Op initiatief van deze stichting werd op de Markt in Apeldoorn een
gedenkteken opgericht, waar nu elk jaar begin december een herdenking wordt
gehouden.
Veel aanvullende informatie is te vinden op hun website
www.dwangarbeidersapeldoorn.nl .
Arend Disberg
werd door de Oudheidkundige Vereniging Gemeente Gendringen uitgenodigd om
een lezing te houden in Megchelen, mei 2009. Het werden twee lezingen waar
in totaal maar liefst ruim 700 mensen op af kwamen. De vereniging had bij
gelegenheid van deze lezing het uitgebreide artikel van Wim Winands uit 1995
als apart boekje uitgegeven onder de titel ‘Het arbeitslager Groin (Kamp
Rees) en de slachtofferhulp’. (Verkrijgbaar bij het secretariaat
secretariaat@ovgg.nl)
Al eerder was er wel eens geopperd dat er eigenlijk in Megchelen een
tastbare herinnering zou moeten komen aan deze periode uit de historie, de
winter 1944/1945, enerzijds een verschrikkelijke maar anderzijds, gezien de
massale hulpverlening, ook een hoopgevende tijd.
Op deze avonden kwam dat concreet aan de orde en er bleek een groot
draagvlak voor te bestaan.
GEDENKTEKENS EN HERDENKINGSTOCHT
Er werd een werkgroep gevormd uit (bestuurs)leden van het Comité Leefbaarheid Megchelen en van de Oudh. Ver. Gem.

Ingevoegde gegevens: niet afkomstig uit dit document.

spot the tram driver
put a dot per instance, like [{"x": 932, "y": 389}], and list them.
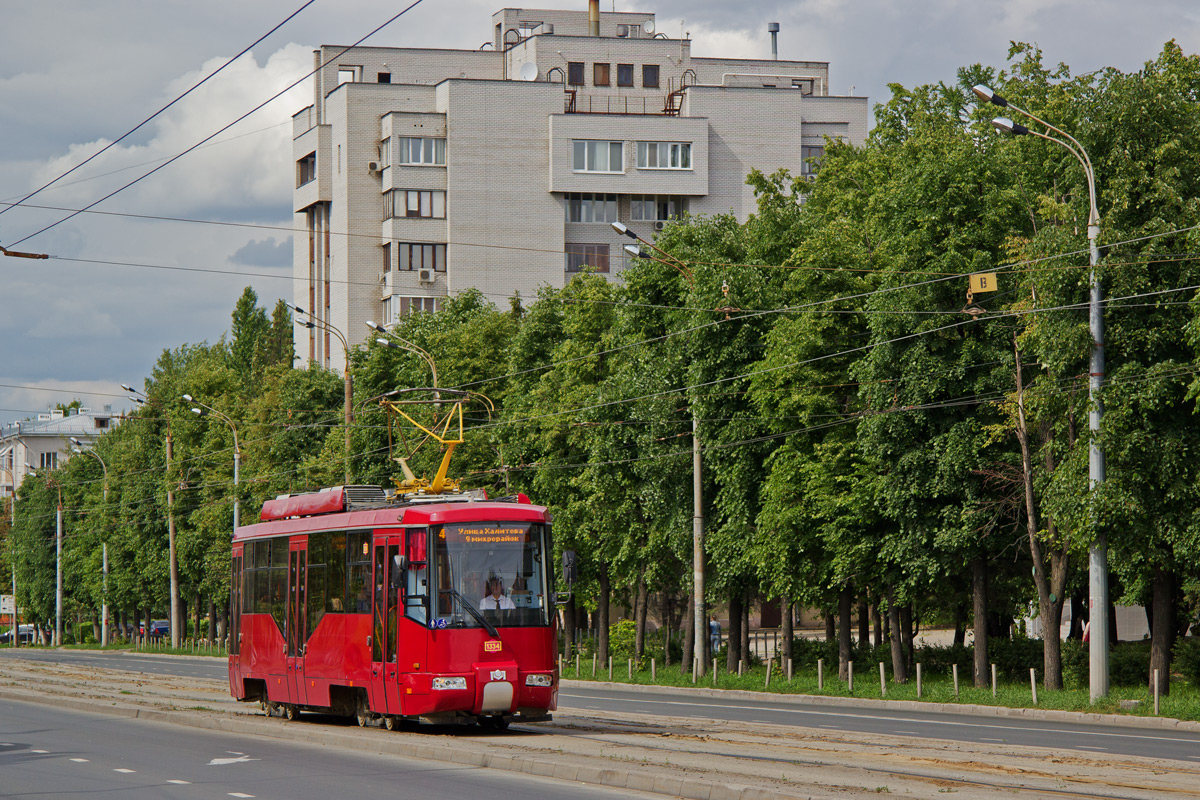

Gendr. en de groep ging voortvarend van start.
Gedenkteken Megchelen
Aan kunstenaar
Piet Sluiter uit Ulft werd de opdracht verstrekt om een bronsplastiek te
maken.
Er werd een datum vastgesteld waarop het beeld onthuld zou worden: 28
februari 2010.
Het is dan 65 jaar geleden dat de ellende in het kamp nog voortdurend toenam
en de vluchtelingenstroom naar Megchelen en omgeving was aangezwollen tot
enkele tientallen per dag.
Het kunstwerk geeft uiting aan zowel de ellende van de dwangarbeiders als
aan de hulp die verleend werd. Het komt op enige afstand van de school te
staan die als (in feite illegaal) noodhospitaal diende.
Herdenkingstocht
Al gauw ontstond
er een tweede idee voor die dag. Het kunstwerk zou eigenlijk pas onthuld
moeten worden na een herdenkingstocht vanaf de locatie van het voormalige
kamp bij Rees naar Megchelen, zoals 65 jaar geleden velen tussen hoop en
wanhoop deze tocht gingen.
En deze tocht komt er. Voor nadere informatie, zie verderop.
Er werd contact gelegd met Stadt Rees en de samenwerking is hartverwarmend.
Naast het gedenkteken dat er in de stad Rees al is, gaat het stadsbestuur
een tweede herinneringsteken oprichten nabij de locatie van het voormalige
kamp bij de buurtschap Groin (nu deels industrieterrein).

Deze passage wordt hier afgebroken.